The patrols, financed in part by the Oost district, will run through August in the Dapperstraat, Eerste van Swindenstraat, and Oostpoort shopping center. The entrepreneurs’ associations proposed the plan after long-standing complaints.
Carolien de Heer, chairwoman of the Oost district council, said: “We expect the nuisance to increase then, when people are more on the street.”
She described the private guards as a visible “flying brigade” on bicycles. They have fewer powers than official enforcers but can quickly summon police when they witness thefts or other disturbances.
The problems extend beyond Oosterpark. In the Haarlemmerbuurt, street manager Sheila Prommenschenckel told Het Parool that a robbery took place on Tuesday in a wine shop, adding that such incidents happen weekly. “Another shop manager is almost burned out because she can’t handle it anymore,” she said.
Prommenschenckel believes many offenders come from the homeless shelter on the Transformatorweg, on the other side of Westerpark. She sees people sitting on benches at Haarlemmerplein every day, often with bottles of strong liquor. “That can go well for a long time and suddenly escalate.”
Street manager Antoinette Poortvliet, responsible for the Kalverstraat, Heiligeweg, Leidsestraat, and Koningsplein, said nuisance from loitering youths and homeless people has increased over the past year despite existing private security.
“Some employees, especially young girls, no longer feel comfortable on the floor when they open a store alone or have to close alone after closing time and go home,” she told Het Parool.

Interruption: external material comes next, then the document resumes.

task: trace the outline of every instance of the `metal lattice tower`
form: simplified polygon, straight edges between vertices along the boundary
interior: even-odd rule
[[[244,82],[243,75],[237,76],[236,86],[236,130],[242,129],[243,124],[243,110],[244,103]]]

Poortvliet added, "They intervene, and one day later, a nuisance-giver is standing laughing next to them.” She stressed that people who beg “must be helped and not left to their fate" but said that nuisance, theft, and intimidation affect the sense of safety for the locals. “The police and enforcement are understaffed; we have to solve it ourselves. We just don’t know how.”
In the Spaarndammerstraat, an alcohol ban introduced at the beginning of the year has brought slightly more enforcement but has only shifted the problem to the other side of the Spaarndammerdijk, according to Stijn Schipmolder, a board member of the local entrepreneurs’ association. He called it “a band-aid” and “a small victory for the street, but no structural solution.”